Look at NSW. They’re stuck with a hopeless government for at least another year. Do we want to turn out like them? How bad does it have to get before we boot bad governments out? Granted, as a conservative and nominally Liberal voter, I’ll admit, I haven’t been all that excited about the State Party in the last year. Ted Baillieu, who seems like a competent guy, doesn’t seem to really care about winning. He should have this in the bag, but is trailing significantly in the polls! It appears to be the same thing throughout the party, although maybe there are up and coming people who may revitalise it. I think Tony Abbott has a better chance of being PM, as at least he has shown some fight, which has scared Rudd, than Baillieu as Premier. Having said that, I don’t think this current government will get any better, if the Kosky situation is anything to go by. Isn’t it time for change now?

Look, what I am asking isn’t just a blind vote, at least to consider all the options! I would consider an independent who shares my values. But we, the people, have the power to change our government peacefully, and if we’re constantly complaining about things such as water and PT, we can vote them out at the next election! Hold them accountable! My biggest fear is that we’re being sold short as a people, and that we won’t have the necessary infrastructure in the future!

Thank you once again Daniel, for giving me another chance to rant, even if you don’t agree with me. I respect that you approach things from one viewpoint and get the chance to vent, and I just want people to hear mine as well, and hope we can come up with practical solutions for our state!

On a totally different note Daniel, have you checked out the new Star Trek MMORPG (Massive Multiplayer Online Role Playing Game):
It’s quite good- a Trekker’s dream come true!

I feel sorry for Lynne Kosky she is a very nice lady. I met her in the grand opening of the completion of the Craigieburn Electrification. I think she tried to a good job but I give her an Average. It was Connex and Myki’s fault for all the pressure on Lynne Kosky. I miss her already and I was suprised when I found out on the Internet that she would quit. Poor Thing.

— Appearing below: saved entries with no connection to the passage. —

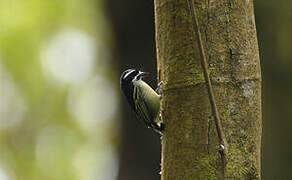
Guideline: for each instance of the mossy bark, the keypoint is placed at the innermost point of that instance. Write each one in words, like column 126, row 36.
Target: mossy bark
column 190, row 141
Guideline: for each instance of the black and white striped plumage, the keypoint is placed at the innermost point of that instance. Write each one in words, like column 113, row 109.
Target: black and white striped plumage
column 142, row 98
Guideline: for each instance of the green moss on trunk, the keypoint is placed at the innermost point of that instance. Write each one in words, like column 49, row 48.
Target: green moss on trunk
column 190, row 143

I don’t know the whole story of myki, definately, it’s a bad project management !! We need some change, anyway. cheers!!!

Certainly not sorry to see her go – not it’s not just her fault: Connex, Myki and lack of state investment in infrastructure are the bigger problem. But hell, she was quite willing to spit out the spin that tried to cover the ineptitude of Victorian PT management.

@ Andrew V: I’m happy for the cap on sprawl to stay where it is – Melbourne’s boundary gets any wider and it will only add to PT and other infrastructure woes. There are other answers to housing prices soaring than letting concrete take over more of the state.

The urban sprawl issue needs to be tied in with a policy of population of Melbourne. It seems to be that governments are eager to collect the additional tax revenue without much proactive regard to infrastructure (such as the afforementioned urban sprawl along the old Whittlesea line and the rail line making catch-up, and a purely radial system less able to meet our needs as work moves out of the city – and yes I speak form experience at Dandenong).

In the period immediately after WWI most of our suburban electric train system was established when our population was only around 800,000 – that was proactive when you consider Dandenong, Frankston, Broadmeadows, Lilydale and Upper Ferntree Gully were very much rural at that time

While there is certainly a place for higher density development in the city and certain other places, the reality for may of the ‘models’ that people romanticise about is that you rent all your life due to unaffordable housing prices. I would think many would have come here in the first place to escape that.

I saw someone trying to validate a Metcard on the Myki card reader by waving it over it, surely that’s not how it works?